Его сердце колотилось так сильно, что закружилась голова, и от волнения стало жарко. Он долго стоял у дома, не решаясь зайти. Во дворе тявкал щепок. В доме горел свет, и Гедиминас решил сперва заглянуть в окно. Он остановился у стены. Заглянул.
В печке горел огонь. Перед печкой сидела Эгле и кормила ребенка. Он узнал ее сразу. Она была такая же, только немного пополнела. Почувствовав на себе взгляд, Эгле подняла голову и огляделась.
Гедиминас отскочил от окна, словно его ударили в грудь. «Ничему не надо удивляться, — подумал он. — Ничему».
Провожаемый надоедливым тявканьем щенка, он быстро бежал прочь от дома, перешагивая через лужи мутной воды. Ветер швырял в лицо снег, который таял на бровях и ресницах.

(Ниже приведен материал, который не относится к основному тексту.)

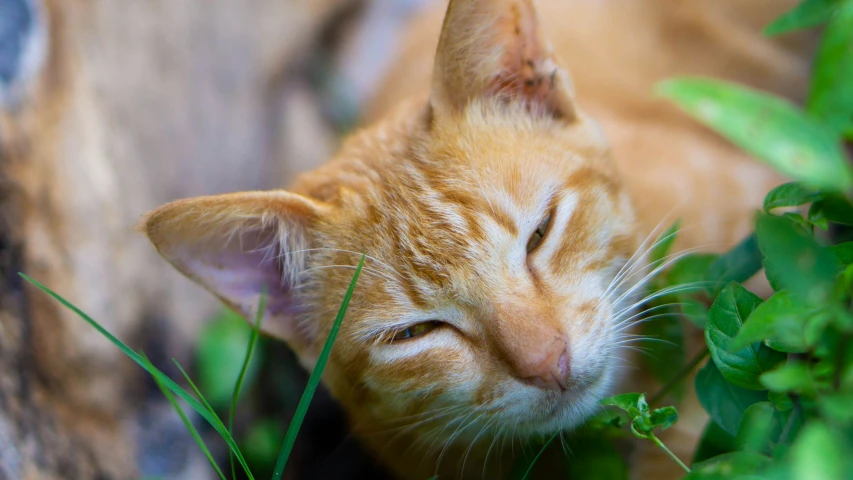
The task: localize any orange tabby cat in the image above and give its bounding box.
[144,0,807,479]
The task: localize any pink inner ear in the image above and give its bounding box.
[488,3,566,117]
[173,228,296,317]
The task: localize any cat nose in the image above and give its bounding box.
[515,338,570,391]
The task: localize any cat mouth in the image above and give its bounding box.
[529,371,609,434]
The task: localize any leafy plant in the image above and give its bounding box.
[19,256,364,480]
[602,0,853,479]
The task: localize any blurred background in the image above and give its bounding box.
[0,0,428,480]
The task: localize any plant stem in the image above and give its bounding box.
[832,334,850,391]
[521,430,560,480]
[649,433,690,473]
[649,346,709,405]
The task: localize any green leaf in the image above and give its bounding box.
[756,215,841,305]
[142,355,225,480]
[241,419,284,478]
[809,194,853,225]
[695,361,767,436]
[764,182,821,213]
[649,220,681,266]
[807,1,853,134]
[18,273,254,480]
[761,362,815,396]
[791,422,848,480]
[658,78,853,192]
[273,255,364,480]
[735,402,782,455]
[649,407,678,430]
[598,393,649,417]
[767,392,794,412]
[764,0,842,35]
[693,420,737,463]
[818,392,853,425]
[564,436,629,480]
[731,290,816,353]
[683,452,770,480]
[705,234,762,296]
[829,242,853,265]
[705,282,785,390]
[195,309,260,408]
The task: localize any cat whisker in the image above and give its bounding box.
[602,209,675,297]
[296,265,398,283]
[435,408,486,471]
[459,417,498,476]
[480,419,509,478]
[612,247,720,304]
[278,247,403,278]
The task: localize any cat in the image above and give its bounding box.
[0,0,355,480]
[142,0,808,479]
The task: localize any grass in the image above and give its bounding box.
[19,256,364,480]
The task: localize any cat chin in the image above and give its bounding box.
[520,366,613,436]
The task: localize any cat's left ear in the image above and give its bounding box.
[430,0,576,122]
[141,191,328,351]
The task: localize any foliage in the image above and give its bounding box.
[11,0,853,480]
[20,256,364,480]
[602,0,853,480]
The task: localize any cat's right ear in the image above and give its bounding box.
[430,0,577,122]
[141,191,327,349]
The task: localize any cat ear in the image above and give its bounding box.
[430,0,576,122]
[142,191,324,347]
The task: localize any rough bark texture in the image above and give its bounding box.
[0,0,362,474]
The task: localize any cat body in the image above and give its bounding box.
[143,0,807,478]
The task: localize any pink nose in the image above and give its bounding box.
[514,338,570,391]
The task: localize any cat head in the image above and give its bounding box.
[145,0,638,450]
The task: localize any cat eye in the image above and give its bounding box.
[527,213,551,253]
[391,320,441,342]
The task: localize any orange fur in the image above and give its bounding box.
[144,0,806,478]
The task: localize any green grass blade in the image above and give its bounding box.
[228,289,267,479]
[172,358,253,478]
[273,255,364,480]
[521,430,560,480]
[142,356,225,480]
[172,358,216,424]
[18,272,254,480]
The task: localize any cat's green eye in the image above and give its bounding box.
[527,213,551,253]
[391,320,441,342]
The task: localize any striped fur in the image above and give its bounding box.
[144,0,812,478]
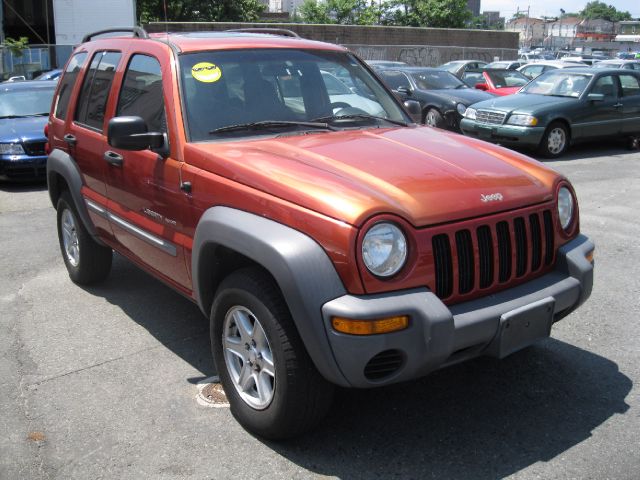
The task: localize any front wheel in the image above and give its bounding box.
[538,122,569,158]
[210,269,333,439]
[57,191,113,285]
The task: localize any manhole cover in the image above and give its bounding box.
[196,376,229,408]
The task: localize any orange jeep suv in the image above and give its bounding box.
[47,27,594,438]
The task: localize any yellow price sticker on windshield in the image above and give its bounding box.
[191,62,222,83]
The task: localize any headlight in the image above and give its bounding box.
[362,222,407,277]
[558,187,573,230]
[507,113,538,127]
[0,143,24,155]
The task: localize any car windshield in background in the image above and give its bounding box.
[411,70,467,90]
[0,85,55,118]
[486,70,529,88]
[180,49,411,141]
[520,69,593,97]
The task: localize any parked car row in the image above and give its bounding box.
[370,60,640,158]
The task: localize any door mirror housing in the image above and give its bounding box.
[107,117,165,150]
[404,100,422,115]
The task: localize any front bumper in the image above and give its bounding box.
[0,155,47,180]
[322,235,594,387]
[460,118,545,148]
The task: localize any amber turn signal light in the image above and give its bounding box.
[331,315,409,335]
[584,248,596,263]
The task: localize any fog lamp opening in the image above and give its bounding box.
[331,315,409,335]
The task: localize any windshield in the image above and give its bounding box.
[520,69,592,97]
[411,70,467,90]
[486,70,529,88]
[0,85,55,118]
[180,49,404,142]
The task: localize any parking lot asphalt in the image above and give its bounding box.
[0,145,640,479]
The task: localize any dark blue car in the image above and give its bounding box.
[0,81,56,180]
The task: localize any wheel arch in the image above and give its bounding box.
[191,206,349,386]
[47,148,104,245]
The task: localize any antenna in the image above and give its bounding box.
[162,0,169,43]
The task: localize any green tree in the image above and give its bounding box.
[298,0,386,25]
[580,1,631,22]
[136,0,265,23]
[385,0,472,28]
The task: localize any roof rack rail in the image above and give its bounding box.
[82,27,149,43]
[225,27,301,38]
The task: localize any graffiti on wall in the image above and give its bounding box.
[345,45,518,67]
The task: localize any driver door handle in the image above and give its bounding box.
[102,150,124,167]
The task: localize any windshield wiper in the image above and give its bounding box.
[209,120,337,135]
[0,112,49,119]
[313,113,409,127]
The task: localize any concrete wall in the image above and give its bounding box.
[145,22,518,66]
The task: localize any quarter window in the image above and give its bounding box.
[620,75,640,97]
[53,52,87,120]
[75,52,122,130]
[116,55,167,132]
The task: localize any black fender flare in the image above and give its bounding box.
[47,148,104,245]
[191,206,349,387]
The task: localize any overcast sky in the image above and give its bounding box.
[480,0,640,19]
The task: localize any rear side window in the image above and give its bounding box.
[116,55,166,132]
[74,52,122,130]
[620,74,640,97]
[53,52,87,120]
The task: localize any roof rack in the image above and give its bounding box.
[82,27,149,43]
[225,27,301,38]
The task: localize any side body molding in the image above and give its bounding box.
[47,148,104,245]
[191,207,349,386]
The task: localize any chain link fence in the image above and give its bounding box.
[0,45,73,80]
[344,44,518,67]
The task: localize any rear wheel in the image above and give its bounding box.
[211,269,333,439]
[57,191,113,285]
[538,122,569,158]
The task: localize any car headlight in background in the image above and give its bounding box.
[0,143,24,155]
[362,222,407,277]
[558,187,573,230]
[507,113,538,127]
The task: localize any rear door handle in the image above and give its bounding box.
[102,150,124,167]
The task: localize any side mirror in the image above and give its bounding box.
[107,117,165,150]
[404,100,422,115]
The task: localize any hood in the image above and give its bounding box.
[473,93,578,113]
[185,127,559,227]
[429,88,494,107]
[0,116,48,143]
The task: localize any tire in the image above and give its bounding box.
[57,191,113,285]
[422,108,445,128]
[210,268,334,440]
[538,122,570,158]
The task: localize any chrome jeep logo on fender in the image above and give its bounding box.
[480,193,504,203]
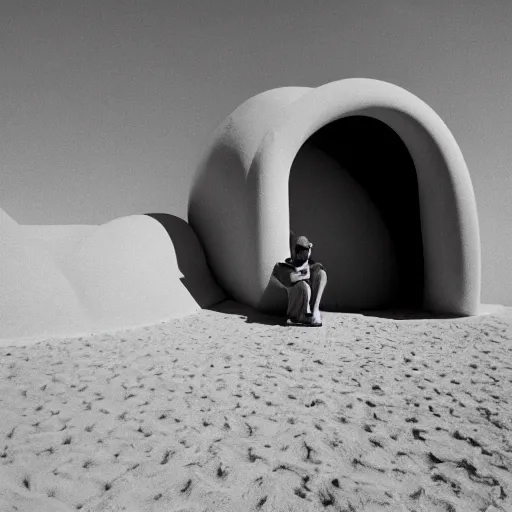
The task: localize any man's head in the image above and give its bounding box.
[292,236,313,262]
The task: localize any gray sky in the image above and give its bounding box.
[0,0,512,305]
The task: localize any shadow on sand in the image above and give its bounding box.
[207,299,286,326]
[207,299,467,326]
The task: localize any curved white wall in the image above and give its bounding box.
[189,79,480,315]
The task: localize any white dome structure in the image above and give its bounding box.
[189,78,481,316]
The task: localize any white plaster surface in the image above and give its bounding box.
[189,78,481,315]
[0,212,223,341]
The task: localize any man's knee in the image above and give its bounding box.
[309,263,327,282]
[294,281,311,293]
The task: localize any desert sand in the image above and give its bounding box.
[0,301,512,512]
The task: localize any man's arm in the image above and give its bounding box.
[272,263,310,288]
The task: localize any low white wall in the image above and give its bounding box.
[0,210,224,345]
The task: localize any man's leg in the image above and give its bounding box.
[286,281,311,322]
[310,263,327,323]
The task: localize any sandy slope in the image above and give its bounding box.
[0,303,512,512]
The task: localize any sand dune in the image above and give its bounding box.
[0,302,512,512]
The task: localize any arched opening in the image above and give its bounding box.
[289,115,424,311]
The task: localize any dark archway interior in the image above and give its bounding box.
[290,116,424,309]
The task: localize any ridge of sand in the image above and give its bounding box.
[0,302,512,512]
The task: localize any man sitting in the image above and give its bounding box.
[272,236,327,327]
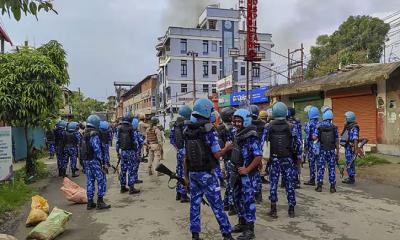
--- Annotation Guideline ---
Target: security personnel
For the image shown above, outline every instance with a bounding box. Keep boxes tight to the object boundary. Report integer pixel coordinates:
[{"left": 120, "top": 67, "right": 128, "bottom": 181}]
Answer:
[
  {"left": 54, "top": 120, "right": 67, "bottom": 177},
  {"left": 231, "top": 109, "right": 262, "bottom": 240},
  {"left": 340, "top": 112, "right": 360, "bottom": 184},
  {"left": 99, "top": 121, "right": 112, "bottom": 166},
  {"left": 184, "top": 98, "right": 233, "bottom": 240},
  {"left": 304, "top": 106, "right": 319, "bottom": 186},
  {"left": 115, "top": 112, "right": 140, "bottom": 194},
  {"left": 80, "top": 115, "right": 111, "bottom": 210},
  {"left": 217, "top": 107, "right": 237, "bottom": 216},
  {"left": 62, "top": 122, "right": 81, "bottom": 177},
  {"left": 288, "top": 107, "right": 303, "bottom": 189},
  {"left": 314, "top": 109, "right": 339, "bottom": 193},
  {"left": 146, "top": 117, "right": 163, "bottom": 176},
  {"left": 169, "top": 105, "right": 192, "bottom": 203},
  {"left": 249, "top": 105, "right": 266, "bottom": 204},
  {"left": 267, "top": 102, "right": 299, "bottom": 218}
]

Бессмысленно было заходить и говорить с ней. Он знал, как удивились бы ее глаза, как она плакала бы и спрашивала:
— Гедиминас, неужели это ты?
— Да, это я, — ответил бы он. — Привидения в наше время не водятся. Это я. Привидений больше нет. Да, да, дорогая. Гедиминас вернулся к тебе, только немного опоздал, и без одной руки. Что же, мы часто опаздываем. Наконец я тоже не без греха. Будь здорова и счастлива. Каждый человек имеет право на свободу и счастье. А свобода и есть самое большое счастье, которого жаждут все. Будь здорова и не плачь, слезы ничего не возвращают.
Он быстро шагал к школе. Она стояла на краю села. Дальше, в пустом поле, сквозь снег Гедиминас заметил коня. Он был рыжий, молодой и сильный. Конь вынырнул словно из тумана, увидел Гедиминаса, фыркнул, заржал и поскакал дальше, исчезнув в снежном вихре.
Школа была заперта.
Гедиминас постучался к сторожу. Незнакомый человек высунул небритое лицо. С кухни ударило запахом вареной картошки.
— А вы кто будете?
— Учитель. Я тут до войны работал. Школа действует?
— Нет, — буркнул сторож, глядя на него с явным недоверием.
— Откройте дверь. Там, наверху.
— Вы с фронта?
— Да, — ответил Гедиминас.
— А документы есть?
Гедиминас сунул сторожу старое учительское удостоверение. Сторож повертел его, вернул Гедиминасу, снял со стены ключи. Он поднимался по лестнице, позванивая ключами; Гедиминас следовал за ним. Лестница была пыльная, она оглушительно скрипела.
Сторож отпер дверь и впустил Гедиминаса в полутемную комнату, в которой стояли только голая кровать и сломанный стул.
— Как вы тут жить будете, — пробормотал сторож. — Наверно, ничего своего нет?
— Много мне не надо, — ответил Гедиминас.
Сторож ушел. Гедиминас стоял в темной комнате, разглядывая тающие хлопья снега на окне. Через минуту снова заскрипела лестница, и в комнату вошел сторож. Он нес коптилку, сделанную из снарядной гильзы.